Engineering cyanobacteria and their toxin biosynthesis pathways for unnatural production

The past two decades has witnessed major advances in our understanding of natural product biosynthesis, including the genetic basis for toxin production by a number of groups of bacteria and fungi. Cyanobacteria produce an unparalleled array of bioactive secondary metabolites, including alkaloids, polyketides and non-ribosomal peptides, some of which are potent toxins. Most cyanobacterial genera have either been shown to produce non-ribosomal peptides or have them encoded within their genomes. Early work on the genetics of cyanobacterial toxicity led to the discovery of one of the first examples of hybrid peptide-polyketide synthetases.

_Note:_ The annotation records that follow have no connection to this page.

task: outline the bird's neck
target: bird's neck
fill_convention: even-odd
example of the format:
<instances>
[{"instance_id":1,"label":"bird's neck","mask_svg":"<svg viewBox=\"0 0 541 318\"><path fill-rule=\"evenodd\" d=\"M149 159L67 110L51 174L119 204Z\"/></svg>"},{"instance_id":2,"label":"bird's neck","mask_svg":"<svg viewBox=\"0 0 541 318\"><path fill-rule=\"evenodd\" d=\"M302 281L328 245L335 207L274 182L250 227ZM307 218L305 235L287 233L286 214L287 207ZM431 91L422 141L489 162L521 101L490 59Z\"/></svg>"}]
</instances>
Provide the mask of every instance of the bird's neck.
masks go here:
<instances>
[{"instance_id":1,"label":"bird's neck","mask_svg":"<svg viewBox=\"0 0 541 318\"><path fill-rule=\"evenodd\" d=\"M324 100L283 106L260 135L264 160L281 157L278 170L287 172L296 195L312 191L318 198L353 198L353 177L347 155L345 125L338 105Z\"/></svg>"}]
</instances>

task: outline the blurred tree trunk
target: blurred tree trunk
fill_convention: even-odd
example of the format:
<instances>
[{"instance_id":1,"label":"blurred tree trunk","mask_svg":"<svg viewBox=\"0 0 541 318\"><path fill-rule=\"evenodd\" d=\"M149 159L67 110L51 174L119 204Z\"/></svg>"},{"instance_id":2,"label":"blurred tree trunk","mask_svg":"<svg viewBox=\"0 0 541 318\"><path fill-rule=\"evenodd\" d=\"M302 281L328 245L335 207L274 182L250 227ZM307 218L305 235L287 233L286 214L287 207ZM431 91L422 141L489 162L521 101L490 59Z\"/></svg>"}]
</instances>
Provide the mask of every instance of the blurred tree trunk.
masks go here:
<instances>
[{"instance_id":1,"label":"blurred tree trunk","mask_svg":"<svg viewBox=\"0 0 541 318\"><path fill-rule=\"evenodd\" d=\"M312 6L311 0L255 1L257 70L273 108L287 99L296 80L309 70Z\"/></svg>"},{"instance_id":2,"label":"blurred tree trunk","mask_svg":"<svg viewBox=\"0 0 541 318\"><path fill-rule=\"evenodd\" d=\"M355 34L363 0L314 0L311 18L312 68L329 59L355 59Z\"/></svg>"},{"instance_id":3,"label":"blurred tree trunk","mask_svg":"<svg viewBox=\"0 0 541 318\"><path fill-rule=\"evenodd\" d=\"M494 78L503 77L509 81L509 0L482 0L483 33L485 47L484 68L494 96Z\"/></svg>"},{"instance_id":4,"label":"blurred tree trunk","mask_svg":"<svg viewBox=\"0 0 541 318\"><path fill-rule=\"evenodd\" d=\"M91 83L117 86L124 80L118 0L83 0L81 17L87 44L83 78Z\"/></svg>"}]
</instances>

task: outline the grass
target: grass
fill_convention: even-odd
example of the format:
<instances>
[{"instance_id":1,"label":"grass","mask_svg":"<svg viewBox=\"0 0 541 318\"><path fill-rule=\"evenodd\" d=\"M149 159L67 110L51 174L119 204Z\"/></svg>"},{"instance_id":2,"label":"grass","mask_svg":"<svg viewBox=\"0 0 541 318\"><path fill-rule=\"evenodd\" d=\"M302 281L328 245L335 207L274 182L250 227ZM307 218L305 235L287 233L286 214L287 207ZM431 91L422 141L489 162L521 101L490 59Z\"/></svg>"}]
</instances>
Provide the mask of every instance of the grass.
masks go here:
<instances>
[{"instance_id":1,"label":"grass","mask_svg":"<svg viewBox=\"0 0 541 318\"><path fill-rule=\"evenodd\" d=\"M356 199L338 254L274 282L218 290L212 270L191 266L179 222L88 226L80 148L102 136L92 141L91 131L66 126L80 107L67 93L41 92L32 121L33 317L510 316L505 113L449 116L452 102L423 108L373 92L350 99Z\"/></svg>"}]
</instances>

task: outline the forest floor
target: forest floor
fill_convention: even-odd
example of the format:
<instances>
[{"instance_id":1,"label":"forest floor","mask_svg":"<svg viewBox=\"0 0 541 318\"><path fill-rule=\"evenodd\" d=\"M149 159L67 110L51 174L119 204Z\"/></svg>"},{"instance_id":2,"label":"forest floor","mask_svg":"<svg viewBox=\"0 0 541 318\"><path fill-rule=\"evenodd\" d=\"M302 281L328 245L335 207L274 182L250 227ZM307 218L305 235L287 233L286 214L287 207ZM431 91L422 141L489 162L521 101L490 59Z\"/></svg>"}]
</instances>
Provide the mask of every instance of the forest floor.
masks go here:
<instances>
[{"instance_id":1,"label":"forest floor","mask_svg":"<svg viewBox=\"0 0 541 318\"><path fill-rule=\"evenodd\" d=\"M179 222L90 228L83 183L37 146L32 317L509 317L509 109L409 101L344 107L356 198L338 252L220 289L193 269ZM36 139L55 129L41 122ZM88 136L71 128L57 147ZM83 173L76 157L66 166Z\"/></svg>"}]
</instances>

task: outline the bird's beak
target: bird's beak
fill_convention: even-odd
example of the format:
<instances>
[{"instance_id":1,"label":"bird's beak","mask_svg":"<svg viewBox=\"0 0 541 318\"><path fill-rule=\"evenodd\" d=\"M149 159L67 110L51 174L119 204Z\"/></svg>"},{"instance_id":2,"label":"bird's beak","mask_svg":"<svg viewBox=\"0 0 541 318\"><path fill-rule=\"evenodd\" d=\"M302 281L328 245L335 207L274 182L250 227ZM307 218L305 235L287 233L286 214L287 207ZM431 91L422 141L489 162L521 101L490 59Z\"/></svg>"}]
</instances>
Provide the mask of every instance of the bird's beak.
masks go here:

This enzyme complex directed the production of the cyclic heptapeptide, microcystin, while a homologous gene cluster responsible for the synthesis of the pentapeptide nodularin, provided evidence of genetic recombination and possible gene transfer. More recently, hybrid peptide and polyketide synthetic pathways have been implicated in the production of the alkaloid cylindrospermopsin, and this information, in-turn, has provided the first evidence of genes involved in bacterial non-terpene alkaloid biosynthesis. Candidate gene loci involved in saxitoxin production have been identified in diverse cyanobacteria and algae. Genomic information has also indicated the cellular regulators of toxin production, as well as associated transport mechanisms. Exploiting what we refer to as toxins, such as microcystin, is the beginning of the unlimited potential in natural product biosynthetic engineering for the creation of unnatural antibiotics, antivirals, and immunosuppressants. Current directions in drug design and sustainable production, bioprospecting, and ethnopharmacology will be discussed as outcomes of this work.